L’édition 2026 du salon Euro Supply Chain au Parc Expo de Mulhouse, le 9 juin, offrira une photographie des évolutions de la logistique et de la supply chain régionale. Pour l’anticiper, nous vous proposerons plusieurs rendez-vous de focus sur des entreprises et prestataires qui pratiquent concrètement ces mutations. Aujourd’hui : Weber. La PME familiale parvient à entraîner la logistique dans la dynamique de croissance des ses principaux métiers, le transport routier et l’affrètement. Cette nouvelle prestation exercée pour l’instant dans 3.000 m2 d’entrepôts à Cernay contribue à la diversification de ses clients.
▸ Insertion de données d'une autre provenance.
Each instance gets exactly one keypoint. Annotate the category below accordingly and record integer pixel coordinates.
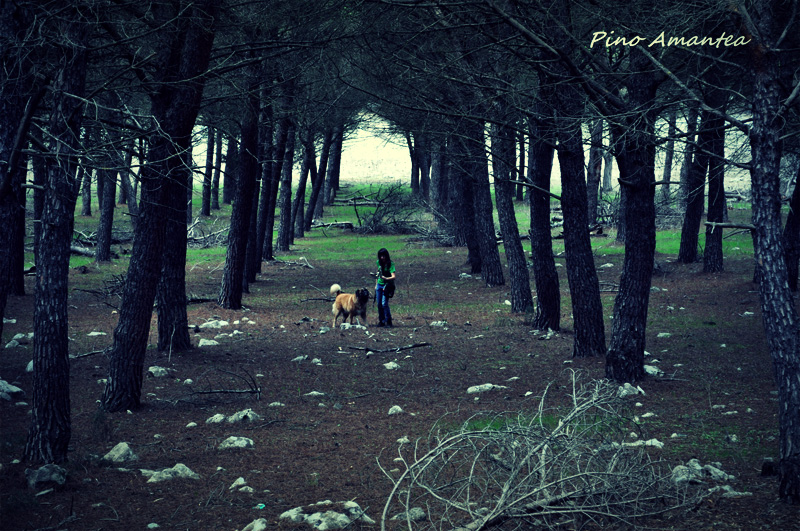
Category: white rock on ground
(207, 343)
(121, 453)
(415, 514)
(629, 390)
(215, 324)
(240, 482)
(45, 475)
(159, 372)
(245, 415)
(176, 472)
(314, 516)
(483, 388)
(257, 525)
(8, 391)
(236, 442)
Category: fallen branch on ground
(396, 349)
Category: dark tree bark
(423, 156)
(308, 171)
(285, 224)
(175, 104)
(412, 153)
(231, 170)
(51, 425)
(217, 172)
(584, 287)
(208, 174)
(622, 211)
(40, 180)
(712, 256)
(123, 175)
(233, 276)
(173, 321)
(519, 191)
(258, 214)
(285, 126)
(107, 205)
(478, 172)
(688, 156)
(608, 168)
(593, 170)
(440, 174)
(791, 236)
(688, 251)
(669, 155)
(130, 195)
(315, 206)
(85, 176)
(634, 141)
(460, 213)
(545, 274)
(778, 308)
(503, 163)
(335, 164)
(17, 261)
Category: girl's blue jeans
(384, 314)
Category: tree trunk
(424, 164)
(175, 105)
(460, 213)
(233, 276)
(412, 154)
(308, 172)
(503, 162)
(584, 287)
(439, 174)
(778, 309)
(335, 165)
(695, 183)
(130, 195)
(791, 236)
(51, 424)
(217, 173)
(285, 224)
(85, 176)
(231, 171)
(688, 155)
(208, 174)
(284, 127)
(267, 148)
(173, 321)
(17, 262)
(315, 206)
(712, 256)
(545, 274)
(40, 179)
(519, 190)
(107, 205)
(669, 156)
(608, 169)
(594, 168)
(634, 140)
(332, 175)
(478, 173)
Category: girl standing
(386, 275)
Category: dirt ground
(315, 448)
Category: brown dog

Weber est désormais bien installée dans ses murs logistiques à Cernay (Haut-Rhin). L’entreprise familiale a pris possession depuis six ans de 3.000 m2 d’entreposages marquant sa volonté de faire de la logistique le troisième pied d’une activité historiquement tournée vers le transport routier et l’affrètement.
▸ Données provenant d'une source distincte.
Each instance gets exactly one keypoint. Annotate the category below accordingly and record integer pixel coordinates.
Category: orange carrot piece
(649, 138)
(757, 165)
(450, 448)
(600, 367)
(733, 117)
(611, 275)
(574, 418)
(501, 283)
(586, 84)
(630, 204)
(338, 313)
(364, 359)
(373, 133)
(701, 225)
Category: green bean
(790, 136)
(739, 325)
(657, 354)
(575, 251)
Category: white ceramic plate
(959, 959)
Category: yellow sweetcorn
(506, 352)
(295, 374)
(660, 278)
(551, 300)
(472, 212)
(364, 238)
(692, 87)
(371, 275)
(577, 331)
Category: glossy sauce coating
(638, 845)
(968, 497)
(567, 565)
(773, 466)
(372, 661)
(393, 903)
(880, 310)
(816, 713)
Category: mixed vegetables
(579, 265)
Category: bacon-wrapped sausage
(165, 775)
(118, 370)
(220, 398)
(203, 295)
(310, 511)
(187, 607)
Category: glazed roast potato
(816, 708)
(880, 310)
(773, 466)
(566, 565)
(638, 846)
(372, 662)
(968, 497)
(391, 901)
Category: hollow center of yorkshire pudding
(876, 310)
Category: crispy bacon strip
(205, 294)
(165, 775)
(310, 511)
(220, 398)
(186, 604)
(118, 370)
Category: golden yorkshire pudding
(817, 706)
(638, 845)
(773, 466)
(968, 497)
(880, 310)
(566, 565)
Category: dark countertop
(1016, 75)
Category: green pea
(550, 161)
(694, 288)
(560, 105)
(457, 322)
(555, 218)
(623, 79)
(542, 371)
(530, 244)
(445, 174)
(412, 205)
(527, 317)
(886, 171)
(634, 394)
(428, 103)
En proportion, ce nouveau métier est encore loin de rivaliser avec les deux autres composantes, dans la mesure où il représente 5 % du chiffre d’affaires, contre respectivement 60 % (grâce à un parc de 40 camions tracteurs et 80 semi-remorques) et 35 %. « Mais l’activité a progressé, au même titre que les autres », relève la dirigeante Sophie Weber. En effet, le chiffre d’affaires total de la PME a augmenté d’un peu plus de moitié en cinq ans, pour s’élever à 10,1 millions d’euros en 2025. Il a ainsi franchi un cap symbolique lors de ce dernier exercice clos le 30 juin. « Nous progressons sans brader les prix : nous revalorisons nos tarifs de façon justifiée, lorsqu’il s’agit de couvrir les hausses de coûts », souligne la dirigeante, qui a succédé à son père Gérard fondateur dans les années 1970 dans la vallée sous-vosgienne de Saint-Amarin.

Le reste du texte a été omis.